Giorgio Agamben e la politicità dello schiavo
Con L’uso dei corpi (Neri Pozza) Giorgio Agamben porta a termine una ricerca iniziata nel 1995 con Homo sacer: progetto e libro che hanno segnato la riflessione politica di questi ultimi vent’anni. E ciò anche perché alcuni temi qui discussi hanno in alcuni casi persino anticipato o comunque toccato sul vivo eventi tuttora sensibili. Si pensi ai genocidi che hanno chiuso il ventesimo secolo, ai nuovi campi di concentramento, ai muri nuovamente innalzati per separare le popolazioni, allo stato di eccezione permanente dopo l’11 settembre, all’altrettanto permanente condizione di debito cui la finanziarizzazione dell’economia ha confinato i popoli, ai profughi, alle recrudescenti rivendicazioni di identità etnica, al problema di stabilire quando e quanto un corpo sia morto o ancora in vita.
L’uso dei corpi non costituisce tuttavia una vera conclusione, né tantomeno un nuovo inizio. Piuttosto, come avverte lo stesso Agamben, questo libro è una ricapitolazione e uno sviluppo ulteriore di questioni trattate lungo l’intero tragitto di Homo sacer.
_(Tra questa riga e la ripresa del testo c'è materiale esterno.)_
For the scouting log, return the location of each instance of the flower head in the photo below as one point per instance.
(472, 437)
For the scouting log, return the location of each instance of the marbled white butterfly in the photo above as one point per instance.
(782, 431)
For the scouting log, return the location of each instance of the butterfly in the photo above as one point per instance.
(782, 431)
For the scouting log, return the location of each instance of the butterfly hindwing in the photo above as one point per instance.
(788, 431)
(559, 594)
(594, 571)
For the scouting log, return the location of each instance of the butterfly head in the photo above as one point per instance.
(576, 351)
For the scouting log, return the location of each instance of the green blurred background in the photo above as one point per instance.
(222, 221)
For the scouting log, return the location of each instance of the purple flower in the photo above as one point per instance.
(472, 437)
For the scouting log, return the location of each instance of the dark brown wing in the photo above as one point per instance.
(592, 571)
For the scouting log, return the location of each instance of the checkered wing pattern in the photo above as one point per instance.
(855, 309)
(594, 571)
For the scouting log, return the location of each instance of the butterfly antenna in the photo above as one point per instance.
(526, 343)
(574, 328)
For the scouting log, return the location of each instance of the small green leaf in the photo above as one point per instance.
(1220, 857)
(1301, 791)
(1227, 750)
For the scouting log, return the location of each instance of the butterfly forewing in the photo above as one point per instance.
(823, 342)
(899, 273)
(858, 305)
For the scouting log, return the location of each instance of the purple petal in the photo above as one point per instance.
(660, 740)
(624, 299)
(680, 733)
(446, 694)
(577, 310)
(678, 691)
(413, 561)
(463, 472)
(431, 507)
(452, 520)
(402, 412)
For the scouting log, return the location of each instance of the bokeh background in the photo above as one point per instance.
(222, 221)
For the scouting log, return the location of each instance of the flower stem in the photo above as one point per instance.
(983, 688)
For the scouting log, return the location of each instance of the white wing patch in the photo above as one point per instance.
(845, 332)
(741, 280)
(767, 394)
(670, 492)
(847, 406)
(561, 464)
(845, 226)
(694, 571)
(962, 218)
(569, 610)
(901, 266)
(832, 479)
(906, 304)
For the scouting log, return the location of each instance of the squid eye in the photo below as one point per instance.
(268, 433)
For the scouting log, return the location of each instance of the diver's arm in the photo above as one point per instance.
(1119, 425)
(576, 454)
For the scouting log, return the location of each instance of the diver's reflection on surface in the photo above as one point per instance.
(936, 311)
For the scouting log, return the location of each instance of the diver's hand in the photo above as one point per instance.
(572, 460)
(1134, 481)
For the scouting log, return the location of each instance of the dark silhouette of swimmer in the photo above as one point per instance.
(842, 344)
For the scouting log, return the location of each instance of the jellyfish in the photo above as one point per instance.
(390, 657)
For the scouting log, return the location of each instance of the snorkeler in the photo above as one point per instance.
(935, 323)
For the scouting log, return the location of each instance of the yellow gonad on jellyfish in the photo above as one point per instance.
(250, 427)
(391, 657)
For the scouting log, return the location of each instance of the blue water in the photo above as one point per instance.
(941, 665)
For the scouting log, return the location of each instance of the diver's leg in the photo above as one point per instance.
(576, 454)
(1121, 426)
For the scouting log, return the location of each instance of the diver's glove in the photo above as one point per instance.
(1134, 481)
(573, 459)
Al principio di L’uso dei corpi vi è una questione a lungo dibattuta nella storia: la figura dello schiavo, affrontata qui a partire dalla Politica di Aristotele e del diritto romano.
Dall’interpretazione che Agamben dà del testo aristotelico emerge che più che una classe separata di individui gli schiavi sono una parte inseparabile di noi stessi che dobbiamo tenere in considerazione e in qualche modo governare per far sì che possiamo accedere alla vita politica e diventare così pienamente umani. Lo schiavo non è solo una figura relegata al passato o propria di culture che non si sono emancipate democraticamente, ma una condizione riemergente con la quale sotto diverse forme continuiamo a fare i conti. Lo schiavo non è chiamato a produrre un’opera specifica, ma a fare «uso del corpo», a fare quelle azioni che permettono al resto del corpo individuale e sociale di liberarsi. La sua attività è in tal senso «inoperosa» non perché non fa nulla, ma perché non si identifica in un prodotto finale. Sviluppando quanto aveva già ampiamente trattato in Altissima povertà Agamben suggerisce qui di assumere tali «uso del corpo» e «inoperosità» come le strade della politica a venire.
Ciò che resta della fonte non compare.